The episode highlighted the inherent conflicts that Kemp straddled throughout this election. He rejected calls to resign as secretary of state or to step away from election-related duties, despite concerns that he could use his elected office to his campaign's advantage. When he assigned his own staff to investigate his opponents, Democrats say, Kemp proved their point.

"He was doing anything he could do to win," said Rebecca DeHart, executive director of the Democratic Party of Georgia. "It was an extraordinary abuse of power."

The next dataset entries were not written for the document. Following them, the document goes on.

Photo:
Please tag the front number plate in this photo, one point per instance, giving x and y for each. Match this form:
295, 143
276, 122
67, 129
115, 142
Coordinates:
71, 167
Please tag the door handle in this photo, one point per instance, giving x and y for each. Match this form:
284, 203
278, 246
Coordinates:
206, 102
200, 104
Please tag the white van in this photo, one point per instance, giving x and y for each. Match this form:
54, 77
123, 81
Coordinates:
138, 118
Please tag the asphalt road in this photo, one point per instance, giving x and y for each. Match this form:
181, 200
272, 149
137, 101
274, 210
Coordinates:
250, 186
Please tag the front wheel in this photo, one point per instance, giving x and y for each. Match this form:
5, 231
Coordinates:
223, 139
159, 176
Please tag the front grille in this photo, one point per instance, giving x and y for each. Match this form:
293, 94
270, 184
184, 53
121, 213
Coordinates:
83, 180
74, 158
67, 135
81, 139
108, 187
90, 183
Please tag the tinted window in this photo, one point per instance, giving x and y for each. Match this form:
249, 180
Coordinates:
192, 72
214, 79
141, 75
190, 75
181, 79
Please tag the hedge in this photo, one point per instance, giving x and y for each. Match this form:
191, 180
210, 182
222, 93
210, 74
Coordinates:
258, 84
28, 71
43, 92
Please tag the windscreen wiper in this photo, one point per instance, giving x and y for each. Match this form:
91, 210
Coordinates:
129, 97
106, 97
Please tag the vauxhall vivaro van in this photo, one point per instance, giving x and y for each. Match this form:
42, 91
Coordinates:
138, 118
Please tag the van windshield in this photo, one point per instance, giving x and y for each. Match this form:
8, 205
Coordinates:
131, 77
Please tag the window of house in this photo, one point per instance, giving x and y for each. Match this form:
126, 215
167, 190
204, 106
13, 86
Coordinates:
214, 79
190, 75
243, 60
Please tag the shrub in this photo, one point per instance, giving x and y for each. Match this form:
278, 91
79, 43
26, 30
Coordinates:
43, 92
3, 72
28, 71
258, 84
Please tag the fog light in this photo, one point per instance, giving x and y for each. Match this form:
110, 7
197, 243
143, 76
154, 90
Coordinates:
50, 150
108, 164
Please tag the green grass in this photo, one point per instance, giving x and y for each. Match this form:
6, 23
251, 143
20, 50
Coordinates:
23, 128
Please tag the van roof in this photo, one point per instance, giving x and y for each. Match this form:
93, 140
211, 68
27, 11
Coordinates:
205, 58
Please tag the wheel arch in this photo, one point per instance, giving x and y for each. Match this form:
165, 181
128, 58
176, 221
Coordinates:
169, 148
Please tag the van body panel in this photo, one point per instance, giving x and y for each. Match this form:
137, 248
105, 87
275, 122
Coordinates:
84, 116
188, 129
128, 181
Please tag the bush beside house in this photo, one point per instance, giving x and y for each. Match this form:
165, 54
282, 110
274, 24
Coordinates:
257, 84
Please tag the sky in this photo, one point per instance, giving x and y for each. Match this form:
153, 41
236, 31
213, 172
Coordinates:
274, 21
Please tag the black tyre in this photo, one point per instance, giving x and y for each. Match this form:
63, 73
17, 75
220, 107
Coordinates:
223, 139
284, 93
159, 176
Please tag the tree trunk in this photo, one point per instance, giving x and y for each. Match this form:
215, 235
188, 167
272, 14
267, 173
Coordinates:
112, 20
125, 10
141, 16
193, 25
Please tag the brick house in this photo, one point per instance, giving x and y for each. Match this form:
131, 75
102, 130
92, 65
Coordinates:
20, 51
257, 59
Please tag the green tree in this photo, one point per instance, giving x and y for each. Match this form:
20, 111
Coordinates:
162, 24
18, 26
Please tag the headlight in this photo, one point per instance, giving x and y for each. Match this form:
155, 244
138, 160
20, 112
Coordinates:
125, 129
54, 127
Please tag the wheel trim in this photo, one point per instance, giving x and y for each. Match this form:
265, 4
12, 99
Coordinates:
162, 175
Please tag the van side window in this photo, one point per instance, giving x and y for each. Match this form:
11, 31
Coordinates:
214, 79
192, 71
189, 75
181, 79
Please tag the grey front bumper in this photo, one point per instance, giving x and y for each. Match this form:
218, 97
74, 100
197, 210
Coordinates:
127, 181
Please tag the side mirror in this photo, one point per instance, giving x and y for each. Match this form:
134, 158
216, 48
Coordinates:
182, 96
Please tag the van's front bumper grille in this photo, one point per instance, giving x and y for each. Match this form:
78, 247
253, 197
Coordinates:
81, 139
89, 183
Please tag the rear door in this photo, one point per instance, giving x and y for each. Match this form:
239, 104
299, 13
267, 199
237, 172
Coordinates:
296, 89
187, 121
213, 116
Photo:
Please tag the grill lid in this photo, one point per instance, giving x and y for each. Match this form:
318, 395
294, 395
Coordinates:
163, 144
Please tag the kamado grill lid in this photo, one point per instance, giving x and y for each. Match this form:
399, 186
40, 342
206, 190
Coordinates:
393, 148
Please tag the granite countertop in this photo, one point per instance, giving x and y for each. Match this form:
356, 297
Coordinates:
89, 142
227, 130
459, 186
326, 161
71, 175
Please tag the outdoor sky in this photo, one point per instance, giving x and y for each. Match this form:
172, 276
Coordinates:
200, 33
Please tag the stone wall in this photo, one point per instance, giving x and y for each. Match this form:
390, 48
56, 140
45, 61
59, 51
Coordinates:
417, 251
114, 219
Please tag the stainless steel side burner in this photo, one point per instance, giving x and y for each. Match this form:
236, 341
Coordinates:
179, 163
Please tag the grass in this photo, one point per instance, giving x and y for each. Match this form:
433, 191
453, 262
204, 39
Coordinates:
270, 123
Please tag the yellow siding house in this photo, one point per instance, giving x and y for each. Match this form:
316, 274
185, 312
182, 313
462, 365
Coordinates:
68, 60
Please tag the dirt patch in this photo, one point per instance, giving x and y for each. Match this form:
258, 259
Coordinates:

In his only public statement on the investigation, Kemp said his office handled the case like any other. "Because I can assure you if I hadn't done anything and the story came out that something was going on, you'd be going, 'Why didn't you act?'" Kemp said on the election's eve.

"I'm not worried about how it looks," he said. "I'm doing my job."

The secretary of state's office declined to release documents concerning its investigation, including more than 80 internal emails from the weekend before Election Day. The agency said that because its lawyers were part of the email chains, the documents were subject to attorney-client privilege.

Candice Broce, a spokeswoman for the secretary of state's office, said in an email Thursday that the agency notified law enforcement after "expert cybersecurity vendors" analyzed the alleged intrusion. She did not identify the vendors.

"Their unanimous opinion was that ... someone had spent a great deal of time and effort, utilizing specialized equipment, to attempt to infiltrate the secretary of state's systems and that this attempt was potentially illegal," Broce wrote. Unlike in earlier statements, she did not allege involvement by the Democrats.

However, Richard DeMillo, the Charlotte B. and Roger C. Warren Chair in Computer Science at Georgia Tech, said accessing unsecured files required no sophisticated skills or knowledge.

"There are millions of people who know how to do this," he said _ for instance, anyone with the book "Cybersecurity for Dummies."

Announcing an investigation before compiling evidence was, DeMillo said, "a knee jerk, defensive reaction on the part of people who don't know what's going on with their own systems."

That reaction was consistent with how Kemp handled other computer security issues, real and imagined.

"The pattern," DeMillo said, "has been to either ignore or to attack the person who exposed the vulnerability."